APPEAL AGAINST CONVICTION
- Applicant’s appeal against conviction is based on following grounds:
- That the Learned Magistrate erred in law and in fact when he failed to seek proper clarification of the medical report from an expert
thus giving his own opinion and making conclusions;
- That the Learned Magistrate erred in law and in fact when he failed to consider that the medical report was not clarified by the doctor
and the alleged victim’s mother had not given any sworn testimony in court thus making the mother’s testimony inconclusive;
- That the Learned Magistrate erred in law and in fact when he failed to consider the victim’s statement that she had been sexually
assaulted by her father in 2008 thus creating a shadow of doubt that intercourse with the appellant had taken place.
- That the Learned Magistrate erred in law and in fact when he failed to take into account that the complainant said his birthday was
on 18/06/2012 when he came to meet her but he said his birthday was 18/04/2012.
LENGTH OF DELAY
- The Applicant was sentenced on the 8th of February 2016. This application was filed on the 6th of May 2016. Therefore, the delay is approximately 3 months.
CAUSE OF DELAY
13. The Applicant states that he was not informed by the Court of his right to appeal.
- There is no minute on the court record to say that the Applicant was informed of his right to appeal. Neither is there any note on
the sentencing ruling that Applicant was informed of his right to appeal or the time frame within which his appeal should be filed.
- The Applicant’s application is dated 29th February 2016. Court can assume that he knew about the appealable time period. However, it does not take away Applicant’s right
to be informed of the period within which the appeal should be brought as per section 246(3) of the Criminal Procedure Decree, 2009.
- The Applicant was representing himself without proper legal advice. Hence it was incumbent upon the Learned Magistrate to properly
inform him of his right. If the right was explained the Learned Magistrate should have put a minute or note on the record to show
that the right was duly afforded. By failing to do so, Learned Magistrate denied the Applicant of his right.
- Considering the above, this Court finds that there is a reasonable ground for enlargement of time. However, the ultimate decision
whether leave should be granted will depend on the merits of the appeal.
PREJUDICE
18. The Respondent concedes that there is no prejudice caused to the State if leave is granted.
LIKELY SUCCESS ON APPEAL
That the Learned Magistrate erred in law and in fact when he failed to seek proper clarification of the medical report from an expert
thus giving his own opinion and making conclusions.
- In essence, the Applicant is challenging the admissibility of the medical report tendered without the doctor coming to explain his
record thereby the Learned Magistrate making his own conclusion about the medical report.
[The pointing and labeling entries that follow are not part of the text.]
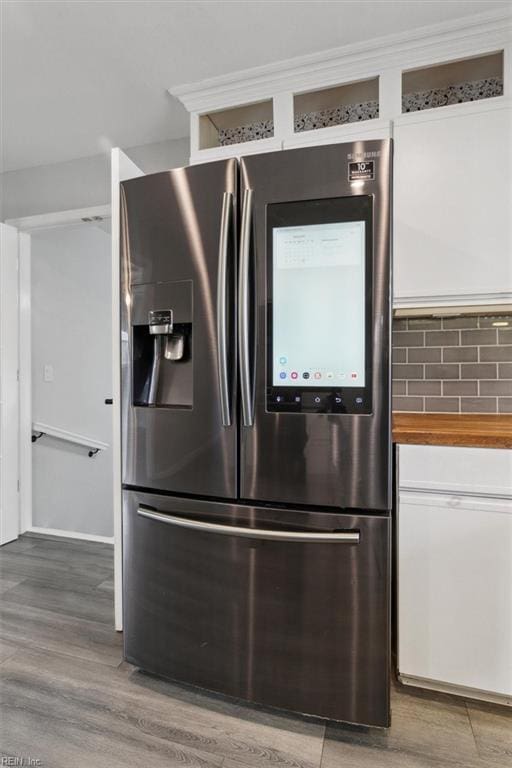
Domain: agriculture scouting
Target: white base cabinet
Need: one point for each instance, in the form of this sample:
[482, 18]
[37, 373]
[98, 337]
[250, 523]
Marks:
[455, 591]
[452, 227]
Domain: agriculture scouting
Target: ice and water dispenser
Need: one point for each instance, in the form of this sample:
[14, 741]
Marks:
[162, 345]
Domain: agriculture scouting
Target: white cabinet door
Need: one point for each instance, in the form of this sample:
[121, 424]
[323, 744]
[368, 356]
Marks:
[122, 168]
[9, 395]
[452, 203]
[455, 591]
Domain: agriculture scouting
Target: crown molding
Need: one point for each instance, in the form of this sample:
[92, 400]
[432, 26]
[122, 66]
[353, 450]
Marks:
[436, 42]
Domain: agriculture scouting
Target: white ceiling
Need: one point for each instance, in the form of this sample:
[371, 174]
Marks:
[80, 77]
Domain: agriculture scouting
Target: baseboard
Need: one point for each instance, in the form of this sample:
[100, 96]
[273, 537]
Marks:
[457, 690]
[57, 533]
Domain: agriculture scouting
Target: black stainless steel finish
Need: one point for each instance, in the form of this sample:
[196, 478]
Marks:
[180, 432]
[292, 611]
[317, 458]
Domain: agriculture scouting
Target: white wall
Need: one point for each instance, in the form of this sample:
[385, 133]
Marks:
[71, 331]
[79, 183]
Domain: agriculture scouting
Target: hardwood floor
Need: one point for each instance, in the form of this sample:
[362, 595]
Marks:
[68, 699]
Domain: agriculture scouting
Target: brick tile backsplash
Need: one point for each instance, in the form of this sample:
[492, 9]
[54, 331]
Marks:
[453, 364]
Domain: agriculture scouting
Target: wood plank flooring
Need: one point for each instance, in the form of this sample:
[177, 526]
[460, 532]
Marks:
[68, 699]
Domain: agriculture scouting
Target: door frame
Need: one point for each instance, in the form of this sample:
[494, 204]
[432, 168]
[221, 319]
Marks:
[26, 226]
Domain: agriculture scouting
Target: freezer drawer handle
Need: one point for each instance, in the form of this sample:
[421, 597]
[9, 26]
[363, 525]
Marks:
[243, 310]
[335, 537]
[222, 309]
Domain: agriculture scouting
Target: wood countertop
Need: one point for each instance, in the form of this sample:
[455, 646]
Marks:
[465, 429]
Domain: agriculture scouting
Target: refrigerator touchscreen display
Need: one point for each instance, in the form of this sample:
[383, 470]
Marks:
[318, 305]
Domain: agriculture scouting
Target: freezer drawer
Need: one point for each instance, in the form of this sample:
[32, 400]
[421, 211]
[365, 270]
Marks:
[285, 608]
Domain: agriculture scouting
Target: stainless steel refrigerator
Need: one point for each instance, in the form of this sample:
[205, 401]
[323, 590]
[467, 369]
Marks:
[256, 428]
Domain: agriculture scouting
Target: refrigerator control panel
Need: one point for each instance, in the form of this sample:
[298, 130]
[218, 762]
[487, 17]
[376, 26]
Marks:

- The doctor has not been called as a witness. Generally, the maker of the document should tender his document unless the law provides
otherwise or both parties consent to the documents being tendered in.
- There is no minute in the court record to indicate that the medical report was tendered in evidence. It is only in the Judgment the
Learned Magistrate has referred to it as being tendered in as exhibit 3. In fact, there is no record of whether it was an agreed
document.
22. Section 133 of the Criminal Procedure Decree, 2009 states:
133. – (1) Any plan, report, photograph or document purporting to have been made or taken in the course of an office, appointment
or profession by or under the hand of any of the persons specified in sub-section (3), may be given in evidence in any trial or other
proceeding under the provisions of this Decree, unless the person shall be required to attend as a witness by –
(a) the court; or
(b) the accused person, in which case the accused person shall give notice to the prosecutor not less than 14 clear days before the
trial or other proceeding.
(2) In any case in which the prosecutor intends to adduce in evidence a plan, report, photograph or document a copy of it shall be
delivered to the accused not less than 21 clear days before the commencement of the trial or other proceeding.
(3) The following persons shall be the persons to whom this section shall apply-
(a) medical practitioners and medical officers;
(b) ...
- Section 133 allows for documents such as medical reports to be tendered in evidence without the doctor being called in as a witness.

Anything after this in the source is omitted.